Data Mining Cluster Analysis in SQL Server

Grouping is something we naturally do in our day to day life. We group foods depending on taste, we group friends depending on their different attributes.

Clustering is an algorithm which finds natural groupings inside your data when these groupings are not obvious. It finds the hidden variable that accurately classifies your data.

How Clustering Works in SSAS

As usual you need to start by creating a SSAS project and adding data source and data source view. I have used the vTargetMail view of AdventureworkDW database as the datasource view.

Then select create mining structure by right clicking mining structure from the Solution Explorer.

After selecting clustering as the data mining algorithm, you can select the attributes you think most appropriate for the case.

After creating the data mining structure and processing it you can get the clusters and their relationships as shown in below image.

This is case , 10 clusters were created. These clusters are joined by a line which indicates the relationship between those two clusters. If the thickness is high means that there is strong relationship between those two clusters or those two clusters are close to each other.

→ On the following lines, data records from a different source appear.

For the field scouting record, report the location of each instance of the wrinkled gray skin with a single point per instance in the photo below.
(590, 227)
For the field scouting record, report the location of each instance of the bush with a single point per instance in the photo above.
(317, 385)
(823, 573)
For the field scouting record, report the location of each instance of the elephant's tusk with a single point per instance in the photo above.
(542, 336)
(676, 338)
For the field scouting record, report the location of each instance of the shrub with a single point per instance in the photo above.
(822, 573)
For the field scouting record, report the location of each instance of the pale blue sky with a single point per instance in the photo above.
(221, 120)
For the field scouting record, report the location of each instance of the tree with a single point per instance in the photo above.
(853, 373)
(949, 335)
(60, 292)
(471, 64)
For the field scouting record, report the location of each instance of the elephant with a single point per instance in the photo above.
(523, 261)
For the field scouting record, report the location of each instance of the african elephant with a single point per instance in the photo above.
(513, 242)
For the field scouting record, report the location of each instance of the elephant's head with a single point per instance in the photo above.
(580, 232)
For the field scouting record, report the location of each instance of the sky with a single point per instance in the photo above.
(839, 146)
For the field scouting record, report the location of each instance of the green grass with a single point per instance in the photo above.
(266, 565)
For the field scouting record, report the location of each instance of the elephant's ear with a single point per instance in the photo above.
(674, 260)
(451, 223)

Also, going by the slider which is available on the left side, you can view only the stronger links as shown in below image.

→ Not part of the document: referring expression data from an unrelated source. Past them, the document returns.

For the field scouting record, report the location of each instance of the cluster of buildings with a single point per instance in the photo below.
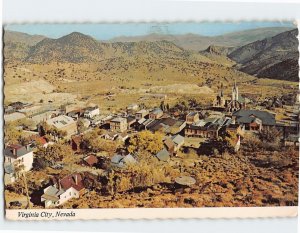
(225, 114)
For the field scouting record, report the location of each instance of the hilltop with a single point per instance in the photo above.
(274, 57)
(198, 42)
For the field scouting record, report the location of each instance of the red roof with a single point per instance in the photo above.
(77, 139)
(41, 140)
(91, 160)
(74, 180)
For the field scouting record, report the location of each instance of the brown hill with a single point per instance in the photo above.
(77, 47)
(17, 44)
(198, 42)
(274, 57)
(20, 37)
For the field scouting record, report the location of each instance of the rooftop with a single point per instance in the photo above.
(60, 121)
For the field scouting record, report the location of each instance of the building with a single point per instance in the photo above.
(235, 103)
(141, 114)
(69, 187)
(156, 114)
(90, 160)
(178, 141)
(76, 142)
(130, 121)
(19, 155)
(64, 123)
(210, 132)
(118, 124)
(192, 117)
(207, 128)
(254, 119)
(91, 112)
(9, 174)
(167, 125)
(13, 117)
(132, 107)
(122, 160)
(163, 155)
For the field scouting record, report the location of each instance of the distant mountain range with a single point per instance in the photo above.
(273, 57)
(198, 42)
(263, 52)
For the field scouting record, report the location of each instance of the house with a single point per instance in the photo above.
(76, 113)
(118, 124)
(156, 114)
(178, 140)
(39, 141)
(192, 118)
(76, 141)
(141, 114)
(97, 120)
(91, 112)
(292, 140)
(254, 119)
(130, 121)
(90, 160)
(9, 173)
(209, 130)
(166, 125)
(163, 155)
(69, 187)
(132, 107)
(121, 160)
(64, 123)
(13, 116)
(43, 116)
(19, 155)
(86, 123)
(236, 128)
(110, 136)
(170, 145)
(122, 136)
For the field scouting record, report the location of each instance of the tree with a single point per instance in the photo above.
(146, 141)
(19, 170)
(80, 126)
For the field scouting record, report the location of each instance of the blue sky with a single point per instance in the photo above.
(107, 31)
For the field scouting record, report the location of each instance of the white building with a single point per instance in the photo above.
(69, 187)
(64, 123)
(19, 155)
(91, 112)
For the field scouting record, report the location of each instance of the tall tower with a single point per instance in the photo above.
(235, 92)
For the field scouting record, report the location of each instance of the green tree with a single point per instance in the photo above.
(80, 126)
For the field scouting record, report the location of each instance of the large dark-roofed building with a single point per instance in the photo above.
(251, 117)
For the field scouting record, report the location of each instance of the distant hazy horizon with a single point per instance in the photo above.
(106, 31)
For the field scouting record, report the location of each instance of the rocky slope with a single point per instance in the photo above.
(197, 42)
(274, 57)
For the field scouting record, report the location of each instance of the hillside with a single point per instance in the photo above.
(198, 42)
(20, 37)
(274, 57)
(17, 44)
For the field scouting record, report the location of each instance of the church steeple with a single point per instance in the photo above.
(235, 92)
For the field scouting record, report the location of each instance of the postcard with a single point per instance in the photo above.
(151, 120)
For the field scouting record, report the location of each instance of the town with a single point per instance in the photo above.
(56, 156)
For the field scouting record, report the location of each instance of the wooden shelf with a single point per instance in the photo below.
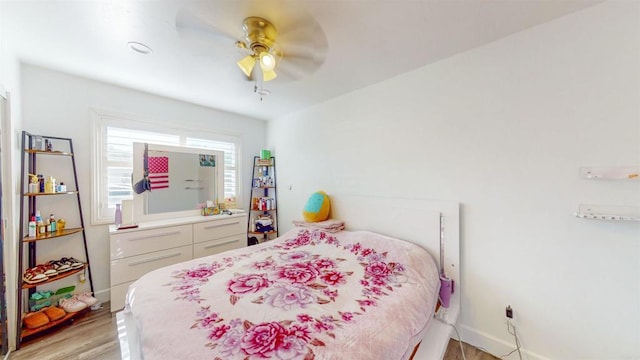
(51, 194)
(28, 332)
(52, 235)
(44, 152)
(53, 278)
(611, 173)
(609, 213)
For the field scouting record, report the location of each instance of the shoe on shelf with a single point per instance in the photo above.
(35, 320)
(86, 298)
(49, 269)
(59, 266)
(34, 275)
(72, 262)
(72, 305)
(54, 313)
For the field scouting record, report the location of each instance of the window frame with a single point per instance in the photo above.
(102, 119)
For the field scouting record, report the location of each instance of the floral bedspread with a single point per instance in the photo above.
(306, 295)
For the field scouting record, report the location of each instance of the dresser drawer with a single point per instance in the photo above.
(131, 268)
(144, 241)
(118, 294)
(218, 229)
(219, 245)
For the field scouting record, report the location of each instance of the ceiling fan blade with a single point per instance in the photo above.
(194, 23)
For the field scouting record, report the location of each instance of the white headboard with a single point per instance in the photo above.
(414, 220)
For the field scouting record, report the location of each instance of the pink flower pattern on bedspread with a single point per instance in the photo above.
(288, 277)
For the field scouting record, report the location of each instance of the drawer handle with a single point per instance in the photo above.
(154, 235)
(153, 259)
(221, 225)
(218, 244)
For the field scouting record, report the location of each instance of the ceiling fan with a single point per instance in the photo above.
(260, 36)
(277, 39)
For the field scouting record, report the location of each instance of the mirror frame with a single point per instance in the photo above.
(140, 200)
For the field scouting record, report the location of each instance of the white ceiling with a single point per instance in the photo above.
(367, 41)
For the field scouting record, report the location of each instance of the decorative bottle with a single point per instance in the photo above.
(118, 215)
(32, 227)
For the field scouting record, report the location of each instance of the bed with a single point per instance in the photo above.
(368, 292)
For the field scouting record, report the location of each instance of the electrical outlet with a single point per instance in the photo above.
(509, 312)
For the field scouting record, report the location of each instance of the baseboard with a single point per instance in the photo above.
(493, 345)
(103, 295)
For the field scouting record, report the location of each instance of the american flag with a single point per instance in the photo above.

So the above image shows that cluster 8 is isolated from others and cluster 2 and cluster 5 are strongly related to each other. Also, this indicates that cluster 3 and cluster 6 have formed separate data sets.

You then have the option of selecting variables and according to the selected variables you can select the state. Then the clusters will be shaded accordingly as shown in following figure. This figure is for Total Children and five figures are shown for following different state.

1. Very Low (<=0)

2. Low ( 0 -1)

3. Average ( 1 – 3)

4. High ( 3 – 4)

5. Very High ( > = 4)

In the above diagram, it can be seen that Cluster 1 is dominated with a low number of children and Cluster 6 is dominated by high number of children. Similarly, the shading variable can be selected and verify what are the clusters which has that variable.

From the cluster profile tab, you can compare all the clusters on one screen. Continuous variables are shown differently to discrete variables.

From the cluster characteristics you can view the properties of the selected cluster. So, as shown in Cluster 2 the customers age from 60 -85 with a Marital Status of married. Other parameters and states are not very important for Cluster 2.

The next important option is cluster comparison which can be done by using cluster discrimination.

In addition, you can compare a cluster with a complement of the cluster. This will help to identify the given cluster features versus all the other clusters.

By looking at the properties, you can label the clusters.

Prediction

An important feature in data mining is prediction which can be done from mining model prediction tab using the following configurations.

After executing it, you will get the following output which indicates which customer belongs to which cluster.

Parameters

There are a few parameters we need to set depending on the customer requirement.

CLUSTER_COUNT

In business cases, before running the cluster algorithm you need to know how many clusters are required. The number of clusters to be built can be specified by CLUSTER_COUNT. The default value is 10. If this set to 0, the algorithm will determine the appropriate number of clusters.

CLUSTER_SEED

CLUSTER_SEED specifies the seed number to randomly generate clusters for the initial stage of model building. This is available only in the enterprise edition.

CLUSTERING_METHOD

Microsoft using two clustering techniques called K-means (KM) and the expectation maximization (EM) algorithm.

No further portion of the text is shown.